Tips and Tricks for Targeting Trophy Tautog

By New England Boating.

If you wanted to create the perfect blackfish habitat, you’d start with a mussel-encrusted rock bottom, pepper it with a generous number of wrecks and large boulders then harden some of the shoreline with jetties, sea walls, docks and bulkheads. Next, add an abundance of crabs, including green, calico, hermit, fiddler and Asian, and mix in a shallow gravel bottom, sloping points and deeper water just a short run from port. What I’ve just described is Long Island Sound, as well as the recipe for some of the best blackfish action on the East Coast.

Indeed, each fall the Sound hosts a blackfish fishery that draws anglers from all over the Northeast (there is a spring run, too, but it’s so tightly restricted that few anglers bother to fish it).
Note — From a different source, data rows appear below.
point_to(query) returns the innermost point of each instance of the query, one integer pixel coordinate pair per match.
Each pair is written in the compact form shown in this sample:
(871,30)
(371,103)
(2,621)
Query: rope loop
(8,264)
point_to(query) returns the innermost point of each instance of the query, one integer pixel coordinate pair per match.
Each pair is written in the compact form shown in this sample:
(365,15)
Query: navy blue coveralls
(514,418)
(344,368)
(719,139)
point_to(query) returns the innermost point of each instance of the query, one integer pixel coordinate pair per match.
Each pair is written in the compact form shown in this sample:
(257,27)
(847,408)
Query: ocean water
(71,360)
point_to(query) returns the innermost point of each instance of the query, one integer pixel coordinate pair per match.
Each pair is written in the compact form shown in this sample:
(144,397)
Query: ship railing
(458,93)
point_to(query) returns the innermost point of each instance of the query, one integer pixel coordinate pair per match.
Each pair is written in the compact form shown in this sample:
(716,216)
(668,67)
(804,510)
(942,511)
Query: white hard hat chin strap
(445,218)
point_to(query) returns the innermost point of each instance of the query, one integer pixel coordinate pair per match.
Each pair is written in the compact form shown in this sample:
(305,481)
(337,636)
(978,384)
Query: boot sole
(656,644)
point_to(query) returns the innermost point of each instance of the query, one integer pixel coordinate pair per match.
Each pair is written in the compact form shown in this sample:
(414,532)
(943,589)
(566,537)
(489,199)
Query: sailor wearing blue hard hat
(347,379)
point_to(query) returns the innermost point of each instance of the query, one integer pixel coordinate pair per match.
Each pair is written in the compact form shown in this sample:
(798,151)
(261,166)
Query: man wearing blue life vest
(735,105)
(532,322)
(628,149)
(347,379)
From shallow jigging action inside the harbors and along shore to deep-water wreck fishing in currents that can require 6 to 12 ounces of weight to hold bottom, this 110-mile stretch of tautog Nirvana has it all.

“Whether you call them blackfish or ‘tog,” says Capt. Bob Wadsworth of the Sunbeam Fleet, which sails out of Waterford, Connecticut, “they taste great, fight hard and grow big in these waters.”

Wadsworth should know. It was aboard his boat two years ago that angler Tim Nguyen landed the Connecticut state record blackfish: a 26.6-pound, 34-inch brute taken near Two Tree Island in Niantic Bay on the first day of the state’s fall blackfish season. That behemoth ate a green crab in just 15 feet of water.

“Here on the eastern end of Long Island Sound, we generally fish in strong currents and often in deep water, so we favor single-hook bottom rigs with green crabs for bait. I try to keep it as simple as possible on my boat, especially with anglers who are new to blackfishing. The less specialized gear, bells and whistles, the more fish you are likely to catch.”